3.3 Sensibilisation de la police

44. La formation des agents de police devrait inclure des explications concernant la justice réparatrice dans la mesure où les services de la police interviennent à un stade précoce de l’affaire et sont souvent les premiers à entrer en contact avec les victimes et les délinquants. Une attention particulière devrait être accordée au renvoi des affaires à la médiation. Ceci pourrait se faire grâce à la formation comprenant des informations spécifiques concernant les auteurs et les victimes, ainsi que par la distribution de dépliants/brochures.

3.4 Sensibilisation de l’institution judiciaire et des procureurs

45. Un nombre croissant d’Etats membres a adopté des mesures législatives permettant aux juges comme aux procureurs, sur un pied d’égalité, d’inviter les victimes et/ou les délinquants à utiliser la médiation et/ou à renvoyer l’affaire à la médiation. Pour cette raison, il est essentiel qu’ils soient tous deux pleinement informés de la procédure de médiation et conscients de ses avantages et risques potentiels. Ce but pourrait être atteint par le biais de sessions d’information et de programmes de formation initiale et continue.

46. Il est important de renforcer les liens tant institutionnels que personnels entre les médiateurs et les juges/procureurs. Ceci pourra notamment être accompli en organisant des conférences et des séminaires.

3.5. Sensibilisation des avocats

47. La justice réparatrice et la médiation devraient être incluses dans les programmes de formation initiale et continue des avocats.
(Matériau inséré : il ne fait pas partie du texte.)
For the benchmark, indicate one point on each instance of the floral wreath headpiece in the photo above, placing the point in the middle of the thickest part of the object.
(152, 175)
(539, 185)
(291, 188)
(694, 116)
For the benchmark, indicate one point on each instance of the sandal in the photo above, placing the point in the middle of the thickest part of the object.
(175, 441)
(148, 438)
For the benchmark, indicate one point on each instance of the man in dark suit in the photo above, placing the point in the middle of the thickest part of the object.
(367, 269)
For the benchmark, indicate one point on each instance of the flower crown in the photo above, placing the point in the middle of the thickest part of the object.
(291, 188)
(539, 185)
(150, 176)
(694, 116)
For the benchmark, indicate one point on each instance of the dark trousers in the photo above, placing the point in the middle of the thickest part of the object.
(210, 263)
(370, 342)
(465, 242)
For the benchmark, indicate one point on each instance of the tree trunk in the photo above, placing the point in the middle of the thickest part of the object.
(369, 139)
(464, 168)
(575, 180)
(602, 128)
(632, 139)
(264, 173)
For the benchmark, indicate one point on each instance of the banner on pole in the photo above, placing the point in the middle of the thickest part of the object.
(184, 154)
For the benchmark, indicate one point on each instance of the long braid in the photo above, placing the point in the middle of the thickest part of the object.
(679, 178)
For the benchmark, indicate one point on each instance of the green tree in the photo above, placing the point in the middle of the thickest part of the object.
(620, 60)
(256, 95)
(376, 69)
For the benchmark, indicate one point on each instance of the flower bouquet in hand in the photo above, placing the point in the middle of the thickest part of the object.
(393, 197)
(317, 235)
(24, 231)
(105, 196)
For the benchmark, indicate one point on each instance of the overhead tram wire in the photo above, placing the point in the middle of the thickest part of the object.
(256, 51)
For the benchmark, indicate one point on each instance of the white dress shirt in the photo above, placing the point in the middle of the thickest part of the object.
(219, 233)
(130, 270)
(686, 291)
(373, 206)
48. Les barreaux et associations d’avocats devraient détenir des listes de prestataires de programmes de médiation et les diffuser aux avocats.

49. Les Etats membres et les barreaux devraient prendre des mesures pour établir des barèmes d’honoraires ne décourageant pas les avocats de conseiller à leurs clients le recours à la médiation pour régler leurs litiges.

3.6. Sensibilisation des assistants sociaux

50. Les Etats membres sont encouragés à prendre des mesures visant à sensibiliser les assistants sociaux à la justice réparatrice et à la médiation.

1 Le CEPEJ-GT-MED est composé comme suit : Mme Nina BETETTO (Slovénie), Mme Ivana BORZOVÁ (République tchèque), M. Peter ESCHWEILER (Allemagne), Mme Maria da Conceição OLIVEIRA (Portugal), M. Rimantas SIMAITIS – Président - (Lithuanie), M. Jeremy TAGG (Royaume-Uni), Mme Anna WERGENS (Suède).

2 Voir également les principes de base des Nations Unies concernant le recours à des programmes de justice réparatrice en matière pénale, Résolution 2000/14 et 2002/12 de l’ECOSOC. Le terme « délinquant », utilisé pour des raisons pratiques dans la recommandation et les présentes lignes directrices couvre également le délinquant présumé, c’est-à-dire toute personne soupçonnée ou accusée d’une infraction.

3 Voir notamment Recommandation Rec(99)19 sur la médiation en matière pénale, paragraphe 30. 

4 Voir Recommandation Rec(2006)8 sur l’assistance aux victimes, point 13.